Here is an example file that distinguishes between known and unknown clients, but does not use pools.

# Unknown clients uses the 192.0.2.200-192.0.2.253 range.
subnet 192.0.2.0 netmask 255.255.255.0 {
  option routers 192.0.2.1;
  option domain-name-servers bogus.example.com;
  max-lease-time 300;
  range 192.0.2.200 192.0.2.253;
  allow unknown-clients;
}

# Known clients uses specific IP addresses in the 192.0.2.5-192.0.2.199
group {
  option routers 192.0.2.1;
  option domain-name-servers ns1.example.com, ns2.example.com;
  max-lease-time 28800;
  host myhost1 { hardware ethernet 01:23:45:00:00:01; fixed-address 192.0.2.5; }
  host myhost2 { hardware ethernet 01:23:45:00:00:02; fixed-address 192.0.2.6; }
  host myhost3 { hardware ethernet 01:23:45:00:00:03; fixed-address 192.0.2.7; }
}

IPv6 Example

It should be possible to use the same example with IPv6. e.g.:

# Unknown clients uses the 2001:0db8:2a:1::/112 range.
subnet6 2001:0db8:2a:1::/64 {
  option dhcp6.name-servers bogus.example.com;
  max-lease-time 604800;
  range 2001:0db8:2a:1::100 2001:0db8:2a:1::ffff;
  allow unknown-clients;
}

# Known clients uses specific IP addresses in the 2001:0db8:2a:1::/64 range
group {
  option dhcp6.name-servers ns1.example.com, ns2.example.com;
  max-lease-time 2592000;
  host myhost1 { 
    host-identifier option dhcp6.client-id 00:01:00:01:4a:1f:ba:e3:60:b9:1f:01:23:45;
    fixed-address6 2001:0db8:2a:1::5; 
  }
}

Note that:

  • DHCPv6 does not advertise the gateway, so neighbour discovery is required for router advertisements (RA).
  • Not all hosts support DHCPv6, SLAAC (stateless address auto configuration) is supported by nearly all clients, and is therefor recommended (and you need neighbour discovery anyway to advertise routers)
  • The DHCPv6 does not filter on MAC address, but on DHCP Unique identifier or Client ID. This ID is supposed to remain static, even if the network interface is removed for a device (it is generated once, typically based on a timestamp and a MAC address of any interface).
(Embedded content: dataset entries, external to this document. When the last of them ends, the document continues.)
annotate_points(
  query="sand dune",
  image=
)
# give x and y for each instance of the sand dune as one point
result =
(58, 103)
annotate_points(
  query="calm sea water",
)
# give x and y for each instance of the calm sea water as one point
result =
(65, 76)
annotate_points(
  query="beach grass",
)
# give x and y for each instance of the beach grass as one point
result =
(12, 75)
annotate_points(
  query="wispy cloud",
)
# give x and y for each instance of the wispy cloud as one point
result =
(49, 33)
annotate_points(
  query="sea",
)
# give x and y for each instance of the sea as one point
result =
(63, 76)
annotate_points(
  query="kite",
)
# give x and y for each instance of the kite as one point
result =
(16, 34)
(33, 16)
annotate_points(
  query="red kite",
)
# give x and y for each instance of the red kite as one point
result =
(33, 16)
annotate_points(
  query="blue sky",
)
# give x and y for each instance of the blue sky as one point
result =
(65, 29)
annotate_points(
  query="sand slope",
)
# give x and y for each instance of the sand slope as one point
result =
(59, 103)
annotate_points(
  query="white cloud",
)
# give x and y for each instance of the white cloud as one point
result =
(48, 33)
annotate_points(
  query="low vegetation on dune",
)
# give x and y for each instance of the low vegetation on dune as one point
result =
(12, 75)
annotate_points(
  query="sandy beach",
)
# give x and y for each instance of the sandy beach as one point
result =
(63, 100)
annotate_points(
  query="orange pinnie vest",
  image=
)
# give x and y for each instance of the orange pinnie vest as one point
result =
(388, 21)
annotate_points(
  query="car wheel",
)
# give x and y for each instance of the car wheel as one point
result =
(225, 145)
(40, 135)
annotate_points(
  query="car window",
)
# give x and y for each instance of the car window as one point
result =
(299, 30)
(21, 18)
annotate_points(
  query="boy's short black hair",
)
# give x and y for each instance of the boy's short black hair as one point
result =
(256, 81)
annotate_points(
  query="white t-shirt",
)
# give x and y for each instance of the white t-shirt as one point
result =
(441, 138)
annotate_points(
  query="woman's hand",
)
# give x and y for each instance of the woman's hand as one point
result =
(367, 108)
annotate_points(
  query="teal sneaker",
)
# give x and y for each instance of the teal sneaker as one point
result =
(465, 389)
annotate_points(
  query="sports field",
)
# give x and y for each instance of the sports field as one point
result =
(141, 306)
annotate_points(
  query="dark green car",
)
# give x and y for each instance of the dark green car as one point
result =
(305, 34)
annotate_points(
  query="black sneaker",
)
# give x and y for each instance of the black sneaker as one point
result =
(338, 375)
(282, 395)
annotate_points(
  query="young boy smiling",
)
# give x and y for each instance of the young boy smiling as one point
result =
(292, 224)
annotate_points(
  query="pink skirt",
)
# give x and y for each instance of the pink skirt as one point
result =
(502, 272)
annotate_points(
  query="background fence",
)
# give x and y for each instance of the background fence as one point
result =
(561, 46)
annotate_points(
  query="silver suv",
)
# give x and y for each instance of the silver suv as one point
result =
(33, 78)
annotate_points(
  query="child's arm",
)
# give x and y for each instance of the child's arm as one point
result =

It may be less chorus to statically configure IPv6 address than to keep track of these DHCP identifiers.
  • Most clients configure multiple IPv6 addresses, including link-local and temporary (private) IPV6 addresses, so you probably need some other method to keep track which device uses which IP for auditing. (Likely the neighbour discovery table, similar to the ARP table for IPV4 is good starting point. An other option is to use 802.1x authentication).

Given these issues, I recommend to use neighbour discovery in general and SLAAC in particular to both configure and keep track of IPv6 addresses on clients.